Reputation: 21
I have a file in Unix like the follows
">hello"
"hello"
"newuser"
"<newuser"
"newone"
Now I want to find unique occurrences in the file (exluding the <
or >
only while searching) and the output as:
">hello"
"<newuser"
"newone"
Upvotes: 2
Views: 503
Reputation: 369164
$ awk '{ w = $1; sub(/[<>]/, "", w) } word[w] == 0 { word[w]++; print $1 }' file1
">hello"
"newuser"
"newone"
Upvotes: 2
Reputation: 369164
#!/usr/bin/env python
import sys
seen = set()
for line in sys.stdin:
word = line.strip().replace('>', '').replace('<', '')
if word not in seen:
seen.add(word)
sys.stdout.write(line)
$ ./uniq.py < file1
">hello"
"newuser"
"newone"
Upvotes: 3
Reputation: 61
Here's that associative array idea in Ruby.

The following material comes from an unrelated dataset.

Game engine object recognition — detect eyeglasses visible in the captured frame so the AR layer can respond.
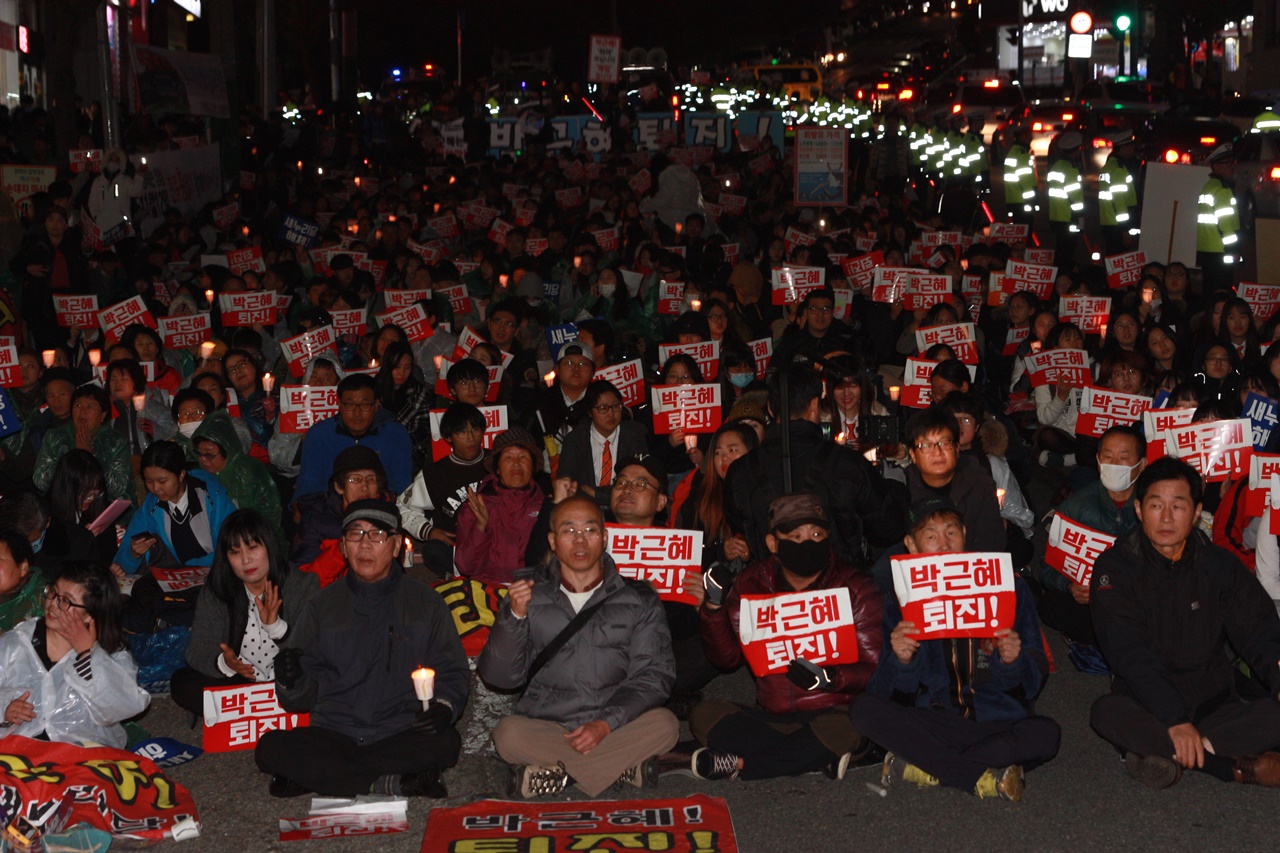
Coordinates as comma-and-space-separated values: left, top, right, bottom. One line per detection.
45, 584, 88, 613
342, 528, 390, 544
613, 476, 658, 494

2.0.0p195 :005 > entries= [">hello", "hello", "newuser", "<newuser", "newone"]
=> [">hello", "hello", "newuser", "<newuser", "newone"]
2.0.0p195 :006 > entries.reduce({}) { |hash, entry| hash[entry.sub(/[<>]/,'')]=entry; hash}.values
=> ["hello", "<newuser", "newone"]
Upvotes: 0